Cette exigence est cohérente avec ce qu'impose le RGPD au titre de l'accountability et du droit à l'information (articles 13, 14 et 22 RGPD). Notre article de référence sur la conservation des données candidats détaille ce point. La durée de conservation des logs AI Act est à articuler avec la durée de conservation RGPD : à défaut de précision du règlement, une bonne pratique consiste à aligner sur la durée de conservation principale de la fiche candidat (2 ans après le dernier contact pour un candidat refusé, sauf consentement explicite à conservation plus longue).
5. Supervision humaine effective
L'article 14 est sans doute l'obligation la plus structurante pour l'ergonomie d'un ATS. Le système d'IA à haut risque doit être conçu et développé pour pouvoir être effectivement supervisé par des personnes physiques pendant son utilisation. La supervision doit permettre de comprendre correctement les capacités et limites du système, de surveiller son fonctionnement, d'éviter ou de limiter les risques liés à l'automatisation, d'intervenir dans le fonctionnement du système ou d'interrompre celui-ci, et de ne pas se reposer automatiquement sur la sortie du système (effet « rubber-stamping »).

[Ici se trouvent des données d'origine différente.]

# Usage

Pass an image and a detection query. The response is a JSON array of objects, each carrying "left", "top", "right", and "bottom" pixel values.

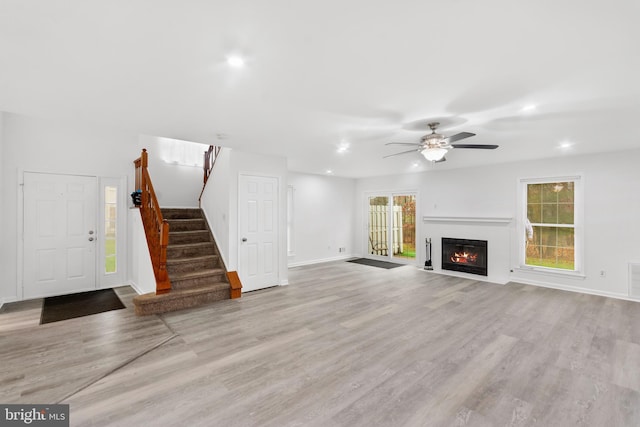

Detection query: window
[
  {"left": 287, "top": 185, "right": 295, "bottom": 256},
  {"left": 522, "top": 177, "right": 582, "bottom": 272},
  {"left": 158, "top": 138, "right": 209, "bottom": 167}
]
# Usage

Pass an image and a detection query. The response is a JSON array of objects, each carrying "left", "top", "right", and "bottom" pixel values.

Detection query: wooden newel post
[{"left": 133, "top": 148, "right": 171, "bottom": 294}]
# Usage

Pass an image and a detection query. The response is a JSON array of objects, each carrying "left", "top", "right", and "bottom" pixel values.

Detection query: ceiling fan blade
[
  {"left": 444, "top": 132, "right": 476, "bottom": 144},
  {"left": 384, "top": 142, "right": 422, "bottom": 147},
  {"left": 383, "top": 149, "right": 420, "bottom": 159},
  {"left": 451, "top": 144, "right": 499, "bottom": 150}
]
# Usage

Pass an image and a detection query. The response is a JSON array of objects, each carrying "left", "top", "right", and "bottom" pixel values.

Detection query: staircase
[{"left": 133, "top": 209, "right": 231, "bottom": 315}]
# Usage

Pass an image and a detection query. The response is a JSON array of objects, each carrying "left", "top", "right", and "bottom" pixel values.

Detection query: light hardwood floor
[{"left": 0, "top": 262, "right": 640, "bottom": 426}]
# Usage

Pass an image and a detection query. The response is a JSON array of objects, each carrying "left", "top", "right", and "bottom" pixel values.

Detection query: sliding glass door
[{"left": 367, "top": 193, "right": 416, "bottom": 263}]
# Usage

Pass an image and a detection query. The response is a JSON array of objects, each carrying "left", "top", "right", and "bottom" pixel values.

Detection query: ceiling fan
[{"left": 384, "top": 122, "right": 498, "bottom": 162}]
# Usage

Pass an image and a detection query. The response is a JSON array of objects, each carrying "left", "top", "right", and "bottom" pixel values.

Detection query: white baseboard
[
  {"left": 129, "top": 280, "right": 143, "bottom": 295},
  {"left": 287, "top": 254, "right": 357, "bottom": 268},
  {"left": 0, "top": 297, "right": 20, "bottom": 308}
]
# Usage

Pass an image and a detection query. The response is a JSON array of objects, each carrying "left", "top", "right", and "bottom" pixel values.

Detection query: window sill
[
  {"left": 512, "top": 266, "right": 587, "bottom": 279},
  {"left": 422, "top": 215, "right": 513, "bottom": 224}
]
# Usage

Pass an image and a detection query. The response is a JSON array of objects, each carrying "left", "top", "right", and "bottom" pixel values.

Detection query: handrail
[
  {"left": 198, "top": 145, "right": 222, "bottom": 205},
  {"left": 133, "top": 148, "right": 171, "bottom": 294}
]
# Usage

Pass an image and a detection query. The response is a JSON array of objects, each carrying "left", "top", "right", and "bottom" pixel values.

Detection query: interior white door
[
  {"left": 238, "top": 175, "right": 278, "bottom": 292},
  {"left": 23, "top": 172, "right": 97, "bottom": 299}
]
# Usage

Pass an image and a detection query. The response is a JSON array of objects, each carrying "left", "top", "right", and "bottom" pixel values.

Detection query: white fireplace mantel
[{"left": 422, "top": 215, "right": 513, "bottom": 224}]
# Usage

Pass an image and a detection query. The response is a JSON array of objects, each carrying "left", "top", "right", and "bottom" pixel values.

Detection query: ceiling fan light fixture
[{"left": 421, "top": 147, "right": 447, "bottom": 162}]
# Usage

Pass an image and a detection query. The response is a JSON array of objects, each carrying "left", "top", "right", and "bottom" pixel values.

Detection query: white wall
[
  {"left": 202, "top": 149, "right": 288, "bottom": 285},
  {"left": 288, "top": 172, "right": 360, "bottom": 267},
  {"left": 128, "top": 208, "right": 156, "bottom": 294},
  {"left": 139, "top": 135, "right": 204, "bottom": 208},
  {"left": 0, "top": 111, "right": 4, "bottom": 307},
  {"left": 356, "top": 150, "right": 640, "bottom": 297}
]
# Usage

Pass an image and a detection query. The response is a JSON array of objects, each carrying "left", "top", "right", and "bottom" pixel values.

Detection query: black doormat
[
  {"left": 40, "top": 289, "right": 124, "bottom": 325},
  {"left": 347, "top": 258, "right": 404, "bottom": 270}
]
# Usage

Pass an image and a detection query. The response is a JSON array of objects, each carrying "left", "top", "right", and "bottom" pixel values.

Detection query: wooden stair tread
[
  {"left": 168, "top": 242, "right": 213, "bottom": 249},
  {"left": 167, "top": 255, "right": 218, "bottom": 265},
  {"left": 134, "top": 282, "right": 229, "bottom": 304}
]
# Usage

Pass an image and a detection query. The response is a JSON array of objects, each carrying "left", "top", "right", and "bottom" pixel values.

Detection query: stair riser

Pour un ATS, cela disqualifie tout workflow où l'IA élimine seule un candidat. Le scoring peut classer, mais c'est l'humain qui décide de retenir ou d'écarter. L'interface utilisateur doit rendre la décision humaine évidente, non contournable, et tracée. Un ATS qui propose un bouton « auto-rejet en-dessous de 60 % de score » sans intervention humaine consciente est non conforme. Un ATS qui présente le score à titre indicatif, exige un clic explicite du recruteur pour chaque décision et trace ce clic est conforme.
6. Conformité CE et déclaration UE
L'article 43 impose une procédure d'évaluation de conformité avant la mise sur le marché. Pour les systèmes à haut risque visés à l'annexe III (dont les ATS), la procédure est dans la plupart des cas un contrôle interne basé sur l'annexe VI : le fournisseur vérifie lui-même la conformité, rédige la déclaration UE de conformité (article 47), appose le marquage CE (article 48) et enregistre le système dans la base de données européenne (article 49 et 71).
Cela signifie qu'à compter du 2 août 2026, tout ATS proposé sur le marché européen devra afficher un marquage CE et fournir, sur demande du client, une déclaration UE de conformité signée du représentant légal du fournisseur. C'est un document à exiger contractuellement avant tout déploiement, et à conserver côté déployeur dans le dossier RGPD/IA de l'entreprise.
L'enjeu spécifique aux ATS français : pourquoi la souveraineté change tout
Au-delà du cadre uniforme imposé par le règlement européen, le choix d'un ATS hébergé et opéré en France ou en Europe présente trois avantages structurels en matière de conformité AI Act, qui simplifient significativement la tâche du DRH et du DPO.
Souveraineté de la donnée d'entraînement
L'article 10 du règlement impose que les données d'entraînement soient pertinentes et représentatives du cadre d'utilisation. Pour un ATS destiné au marché français, cela veut dire entraîné sur des CV français, des offres d'emploi rédigées en français, des classifications ROME, INSEE et France Travail, des conventions collectives nationales, des spécificités juridiques locales (CDD d'usage, intermittence, alternance, vacation). Un ATS américain entraîné principalement sur des CV anglo-saxons reproduira inévitablement des biais culturels (importance accordée aux Ivy League, structuration différente du parcours, format CV résumé sans photo et sans date de naissance).
Un ATS dont les données d'entraînement et le modèle restent sur des serveurs français est non seulement plus performant sur le marché du travail français, mais il est aussi plus simple à auditer : la chaîne de provenance des données est plus courte, le contrôle des autorités françaises est plus direct, le risque de transfert hors UE est nul.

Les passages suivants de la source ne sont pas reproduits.